Elastic band pull down in sitting position

Similar to pull-ups, only near-fixed instead. Keep your core tight, pull the elastic band down, and make sure you don't arch your back.

How to do:

1. Tie the elastic band at a high point. 2. Sit on the floor and grab the lower end of the elastic band with your hands. 3. Pull the elastic band down to the chest, pause for 1 second and then slowly return.

Pull-ups with elastic band

Girls with less strength usually have a hard time completing standard pull-ups or completing too few, so rely on the assistance of the elastic band to better complete and sustain training.

How to do:

1. Hold the bar with both hands, cross your legs on the elastic band, keep your core stable and prevent your back from arching. 2. Pull up until the chin exceeds the bar. 3. Pay attention to quality rather than quantity, and complete 10 reps per group.
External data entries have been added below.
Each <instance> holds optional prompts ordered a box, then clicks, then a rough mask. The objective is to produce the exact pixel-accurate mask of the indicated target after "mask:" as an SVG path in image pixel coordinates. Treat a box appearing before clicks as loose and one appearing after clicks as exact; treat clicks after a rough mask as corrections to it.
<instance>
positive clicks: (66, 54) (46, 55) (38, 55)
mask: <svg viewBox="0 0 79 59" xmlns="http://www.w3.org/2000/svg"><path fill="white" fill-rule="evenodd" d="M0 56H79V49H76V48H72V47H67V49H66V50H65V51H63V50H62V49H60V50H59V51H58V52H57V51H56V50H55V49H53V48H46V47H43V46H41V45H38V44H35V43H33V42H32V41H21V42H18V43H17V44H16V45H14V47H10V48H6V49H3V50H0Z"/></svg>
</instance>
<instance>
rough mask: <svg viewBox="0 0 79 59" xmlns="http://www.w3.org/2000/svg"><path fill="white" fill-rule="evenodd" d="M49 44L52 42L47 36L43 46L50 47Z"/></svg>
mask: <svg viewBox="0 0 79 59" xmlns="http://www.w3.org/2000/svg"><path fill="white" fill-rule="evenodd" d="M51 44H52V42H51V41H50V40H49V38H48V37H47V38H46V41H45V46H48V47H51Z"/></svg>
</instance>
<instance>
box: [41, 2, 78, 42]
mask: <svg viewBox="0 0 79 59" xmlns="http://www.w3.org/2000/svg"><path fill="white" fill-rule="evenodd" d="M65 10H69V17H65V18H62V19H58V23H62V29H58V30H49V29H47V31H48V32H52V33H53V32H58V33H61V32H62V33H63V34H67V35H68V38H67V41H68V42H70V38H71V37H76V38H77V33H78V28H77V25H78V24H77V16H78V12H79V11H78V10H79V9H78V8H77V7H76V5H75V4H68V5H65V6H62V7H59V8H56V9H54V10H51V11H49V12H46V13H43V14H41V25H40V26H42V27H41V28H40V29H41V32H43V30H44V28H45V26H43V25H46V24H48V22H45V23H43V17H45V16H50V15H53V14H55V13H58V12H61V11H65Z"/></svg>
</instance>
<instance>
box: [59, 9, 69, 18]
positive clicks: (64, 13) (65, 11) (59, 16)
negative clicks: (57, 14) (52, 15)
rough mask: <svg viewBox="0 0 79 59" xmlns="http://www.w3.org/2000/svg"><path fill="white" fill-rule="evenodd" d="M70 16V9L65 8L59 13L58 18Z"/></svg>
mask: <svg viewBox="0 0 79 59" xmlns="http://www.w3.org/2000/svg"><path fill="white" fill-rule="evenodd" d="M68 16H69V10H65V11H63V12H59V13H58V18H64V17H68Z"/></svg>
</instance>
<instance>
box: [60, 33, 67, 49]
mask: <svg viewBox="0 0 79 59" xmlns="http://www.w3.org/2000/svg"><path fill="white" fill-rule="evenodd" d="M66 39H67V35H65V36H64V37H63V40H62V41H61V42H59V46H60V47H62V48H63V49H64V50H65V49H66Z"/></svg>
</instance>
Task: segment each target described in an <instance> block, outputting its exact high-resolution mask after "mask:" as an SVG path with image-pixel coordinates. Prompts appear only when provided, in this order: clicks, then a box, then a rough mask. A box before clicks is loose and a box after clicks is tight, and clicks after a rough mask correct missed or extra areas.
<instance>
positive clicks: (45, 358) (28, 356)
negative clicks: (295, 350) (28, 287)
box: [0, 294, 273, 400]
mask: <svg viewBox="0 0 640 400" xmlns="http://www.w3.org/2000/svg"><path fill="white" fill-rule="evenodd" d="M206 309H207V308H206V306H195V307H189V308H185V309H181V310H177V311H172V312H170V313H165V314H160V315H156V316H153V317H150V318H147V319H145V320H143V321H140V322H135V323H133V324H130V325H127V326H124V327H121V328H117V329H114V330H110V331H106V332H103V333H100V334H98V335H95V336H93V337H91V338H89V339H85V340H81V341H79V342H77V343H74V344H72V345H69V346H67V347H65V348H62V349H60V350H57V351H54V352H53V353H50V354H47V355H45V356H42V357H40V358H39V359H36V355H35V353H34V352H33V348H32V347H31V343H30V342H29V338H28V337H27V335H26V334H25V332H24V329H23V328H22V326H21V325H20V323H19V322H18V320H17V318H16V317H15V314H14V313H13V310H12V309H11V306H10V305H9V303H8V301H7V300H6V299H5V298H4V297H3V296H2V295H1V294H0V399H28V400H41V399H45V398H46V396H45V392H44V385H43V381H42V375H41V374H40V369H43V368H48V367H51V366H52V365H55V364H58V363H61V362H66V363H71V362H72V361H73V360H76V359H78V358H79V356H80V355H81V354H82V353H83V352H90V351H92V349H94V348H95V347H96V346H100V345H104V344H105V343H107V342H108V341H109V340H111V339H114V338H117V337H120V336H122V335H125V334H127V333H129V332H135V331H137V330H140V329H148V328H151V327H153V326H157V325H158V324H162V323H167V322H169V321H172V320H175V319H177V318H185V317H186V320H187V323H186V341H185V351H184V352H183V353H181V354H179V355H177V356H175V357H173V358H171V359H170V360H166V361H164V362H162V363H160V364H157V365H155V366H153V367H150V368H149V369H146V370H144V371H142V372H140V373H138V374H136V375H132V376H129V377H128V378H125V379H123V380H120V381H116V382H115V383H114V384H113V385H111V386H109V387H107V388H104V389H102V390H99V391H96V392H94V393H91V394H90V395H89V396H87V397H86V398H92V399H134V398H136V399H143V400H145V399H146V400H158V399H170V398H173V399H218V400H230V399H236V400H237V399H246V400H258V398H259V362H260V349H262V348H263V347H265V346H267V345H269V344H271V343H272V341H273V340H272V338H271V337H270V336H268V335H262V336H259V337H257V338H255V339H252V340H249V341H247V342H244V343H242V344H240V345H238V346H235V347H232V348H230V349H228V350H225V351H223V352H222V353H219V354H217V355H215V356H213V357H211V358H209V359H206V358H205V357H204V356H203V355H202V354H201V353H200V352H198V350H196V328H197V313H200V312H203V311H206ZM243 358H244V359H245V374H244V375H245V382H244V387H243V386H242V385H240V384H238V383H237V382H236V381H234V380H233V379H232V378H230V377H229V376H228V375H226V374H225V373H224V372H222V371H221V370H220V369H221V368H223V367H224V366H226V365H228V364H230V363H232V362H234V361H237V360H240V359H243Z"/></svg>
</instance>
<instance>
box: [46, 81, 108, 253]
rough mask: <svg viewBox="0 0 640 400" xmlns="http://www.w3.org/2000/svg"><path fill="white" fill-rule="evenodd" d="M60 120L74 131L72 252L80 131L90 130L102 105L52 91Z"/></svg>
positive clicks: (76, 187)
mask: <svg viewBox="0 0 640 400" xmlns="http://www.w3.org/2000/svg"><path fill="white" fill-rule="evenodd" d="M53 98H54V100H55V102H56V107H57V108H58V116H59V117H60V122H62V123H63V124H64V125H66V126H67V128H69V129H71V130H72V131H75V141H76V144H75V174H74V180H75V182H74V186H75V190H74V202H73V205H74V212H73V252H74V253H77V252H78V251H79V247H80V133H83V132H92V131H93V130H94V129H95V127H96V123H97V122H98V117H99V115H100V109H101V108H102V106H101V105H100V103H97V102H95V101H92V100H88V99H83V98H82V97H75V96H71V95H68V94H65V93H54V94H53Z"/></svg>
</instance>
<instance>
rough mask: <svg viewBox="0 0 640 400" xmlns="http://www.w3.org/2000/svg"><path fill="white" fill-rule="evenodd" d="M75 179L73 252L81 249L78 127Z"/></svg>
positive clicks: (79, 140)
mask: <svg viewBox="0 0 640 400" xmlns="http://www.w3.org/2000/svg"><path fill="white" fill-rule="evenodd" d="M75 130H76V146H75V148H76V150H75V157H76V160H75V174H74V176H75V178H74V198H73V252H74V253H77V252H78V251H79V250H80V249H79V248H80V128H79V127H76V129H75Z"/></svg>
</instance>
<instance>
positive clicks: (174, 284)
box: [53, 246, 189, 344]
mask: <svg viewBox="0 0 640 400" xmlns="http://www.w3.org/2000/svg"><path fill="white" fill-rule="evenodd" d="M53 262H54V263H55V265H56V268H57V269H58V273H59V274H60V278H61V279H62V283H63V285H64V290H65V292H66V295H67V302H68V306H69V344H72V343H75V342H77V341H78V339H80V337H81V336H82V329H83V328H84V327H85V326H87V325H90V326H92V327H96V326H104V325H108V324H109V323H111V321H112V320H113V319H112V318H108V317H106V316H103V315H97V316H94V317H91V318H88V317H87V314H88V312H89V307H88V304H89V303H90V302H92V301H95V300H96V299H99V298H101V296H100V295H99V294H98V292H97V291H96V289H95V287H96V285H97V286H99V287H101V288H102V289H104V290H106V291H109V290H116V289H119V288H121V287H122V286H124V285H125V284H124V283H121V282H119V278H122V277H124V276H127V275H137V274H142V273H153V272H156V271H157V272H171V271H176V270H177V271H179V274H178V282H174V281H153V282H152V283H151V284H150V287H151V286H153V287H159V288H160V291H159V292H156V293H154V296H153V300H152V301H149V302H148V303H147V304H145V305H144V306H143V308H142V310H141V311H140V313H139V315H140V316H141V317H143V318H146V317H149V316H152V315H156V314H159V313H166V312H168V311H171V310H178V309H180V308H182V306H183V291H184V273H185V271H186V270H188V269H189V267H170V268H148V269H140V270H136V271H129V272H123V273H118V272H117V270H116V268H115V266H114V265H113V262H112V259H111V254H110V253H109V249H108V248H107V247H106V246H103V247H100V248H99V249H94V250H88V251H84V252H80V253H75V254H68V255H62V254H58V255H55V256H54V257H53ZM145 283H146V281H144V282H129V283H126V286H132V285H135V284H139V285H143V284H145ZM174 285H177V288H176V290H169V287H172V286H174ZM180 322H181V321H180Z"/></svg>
Bench press can not feel the pectoral muscle force how to do

Use simple movements

Use single-joint movements to feel the movement pattern of the pectoral muscles. For example, some of the shoulder joint movements described above you can do empty-handed, to experience the contraction and extension of the pectoral muscles in these movements, and then remember in your mind. Doing this will help you wake up your pectoral muscles and help your pecs find their presence. Example: Flybys with light weight dumbbells, or cable chest clamps.

How to practice for the first time in the gym for girls

Choose a fixed machine first

The choice of fixed equipment can avoid newcomers in muscle strength and core, unstable conditions prone to muscle injury, so it is recommended to start with fixed equipment. It is recommended to use a set of weights that can be completed 12 to 15, each action to do about 3 sets can be, after when muscle strength slowly improve, you can increase the weight.

Put down the phone and focus on

Gym time as much as possible to control within 90 minutes to complete, because too long will let the body fatigue increased, but also let the training attention decline, it is easy to lead to training effectiveness is not good, but also let the risk of injury training increased. In addition, the rest time between groups should not be too long, try to control within 1 minute. So when you enter the gym and start exercising, please put down your phone and focus on making every minute of training effective.